El silencio del coche le desasosegaba. Probó a encender la radio, pero le ponía nervioso, era peor que el silencio. Sus padres vivían a quince minutos a las afueras de la ciudad, lo que le daba tiempo suficiente para pensar. No había tenido tantas dudas sobre cómo reaccionarían desde que pasó la noche en la cárcel, cuando le arrestaron para interrogarle sobre la violación y el asesinato de Merrin.
El detective, un tipo llamado Carter, había empezado el interrogatorio deslizando una foto sobre la mesa que les separaba. Después, solo en su celda, veía la fotografía cada vez que cerraba los ojos. Merrin estaba pálida, tumbada de espaldas sobre un lecho de hojas, con los pies juntos, los brazos extendidos a ambos lados del cuerpo y los cabellos desparramados. La cara era de un color más oscuro que el suelo, tenía la boca llena de hojas y un reguero de sangre oscura que arrancaba del nacimiento del pelo y le bajaba por uno de los lados de la cara hasta el pómulo. Alrededor del cuello todavía llevaba su corbata, que le cubría pudorosamente el pecho izquierdo. No conseguía alejar la imagen de sus pensamientos. Le atacaba los nervios y le producía calambres en el estómago, hasta que, en un determinado momento -no tenía manera de saber cuándo, pues en la celda no había reloj-, se arrodilló frente al retrete de acero inoxidable y vomitó.
Temía ver a su madre al día siguiente. Aquélla fue la peor noche de su vida y suponía que también la de su madre. Nunca hasta entonces le había dado problemas. Esa noche seguro que no podía dormir, y la imaginaba sentada en la cocina en camisón, ante una infusión que se había quedado fría, pálida y con los ojos enrojecidos. Su padre tampoco podría dormir, se quedaría levantado para estar con ella. Se preguntó si se limitaría a sentarse a su lado en silencio, los dos asustados y quietos, sin otra cosa que hacer más que esperar, o si su padre estaría nervioso y malhumorado, caminando por la cocina, explicándole a su madre lo que iban a hacer, cómo iban a arreglar aquella situación y exactamente quién iba a pagar por lo ocurrido.
Ig estaba decidido a no llorar cuando viera a su madre y no lo hizo. Tampoco lloró ella.

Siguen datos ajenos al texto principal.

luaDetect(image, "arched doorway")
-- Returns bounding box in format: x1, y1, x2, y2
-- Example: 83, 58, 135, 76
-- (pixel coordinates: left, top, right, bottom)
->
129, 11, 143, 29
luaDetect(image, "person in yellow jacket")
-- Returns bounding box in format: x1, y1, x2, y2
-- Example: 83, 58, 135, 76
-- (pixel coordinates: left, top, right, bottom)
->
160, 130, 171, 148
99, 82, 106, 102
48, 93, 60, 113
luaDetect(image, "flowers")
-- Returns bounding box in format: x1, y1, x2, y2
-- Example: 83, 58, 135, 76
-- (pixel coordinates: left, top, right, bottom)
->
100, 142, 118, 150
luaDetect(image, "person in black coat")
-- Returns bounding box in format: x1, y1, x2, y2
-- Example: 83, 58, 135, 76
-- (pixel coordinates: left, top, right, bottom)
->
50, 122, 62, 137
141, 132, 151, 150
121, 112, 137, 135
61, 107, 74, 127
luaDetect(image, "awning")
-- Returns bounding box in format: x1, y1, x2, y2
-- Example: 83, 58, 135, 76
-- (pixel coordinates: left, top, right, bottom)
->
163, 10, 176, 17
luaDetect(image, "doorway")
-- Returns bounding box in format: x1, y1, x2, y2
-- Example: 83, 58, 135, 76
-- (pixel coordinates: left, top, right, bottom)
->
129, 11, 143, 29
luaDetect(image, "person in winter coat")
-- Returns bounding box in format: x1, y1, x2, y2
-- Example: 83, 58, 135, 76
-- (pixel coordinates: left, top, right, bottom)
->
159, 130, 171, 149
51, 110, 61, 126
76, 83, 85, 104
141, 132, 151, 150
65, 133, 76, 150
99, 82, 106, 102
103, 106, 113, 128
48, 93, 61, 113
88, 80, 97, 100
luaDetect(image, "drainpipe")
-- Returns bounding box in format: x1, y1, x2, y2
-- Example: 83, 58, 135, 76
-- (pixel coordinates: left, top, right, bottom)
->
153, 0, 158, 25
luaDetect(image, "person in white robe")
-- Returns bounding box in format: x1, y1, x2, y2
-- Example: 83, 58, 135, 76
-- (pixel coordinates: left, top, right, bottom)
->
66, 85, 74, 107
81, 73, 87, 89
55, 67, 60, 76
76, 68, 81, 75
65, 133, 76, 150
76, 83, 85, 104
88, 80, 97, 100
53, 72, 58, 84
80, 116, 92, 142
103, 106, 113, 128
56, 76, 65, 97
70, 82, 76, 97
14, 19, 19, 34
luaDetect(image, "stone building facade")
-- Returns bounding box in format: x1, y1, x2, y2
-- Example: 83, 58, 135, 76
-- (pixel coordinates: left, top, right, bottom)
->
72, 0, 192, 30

Se había maquillado como si hubiera quedado a comer con el comité directivo de la universidad y su rostro alargado tenía una expresión alerta y tranquila. Su padre era el que tenía aspecto de haber llorado y le costaba sostener la mirada. Además le olía mal el aliento.
Su madre le dijo:
– No hables con nadie que no sea el abogado.
Eso fue lo primero que salió de sus labios. Dijo:
– No confieses nada.
Su padre lo repitió:
– No confieses nada.
Después le abrazó y empezó a llorar. Entre sollozos dijo:
– No me importa lo que haya pasado.
Fue entonces cuando Ig supo que le creían culpable. Era algo que no se le había pasado por la imaginación. Al contrario, pensaba que aun si lo hubiera hecho -incluso aunque le hubieran sorprendido in fraganti- sus padres le creerían inocente.
Aquella tarde salió de la comisaría de Gideon y la luz intensa y oblicua de octubre le hizo daño en los ojos. No habían presentado cargos. Nunca le acusaron formalmente de nada, pero tampoco lo descartaron como sospechoso en ningún momento. A día de hoy, seguía siendo «una persona de interés» para la investigación.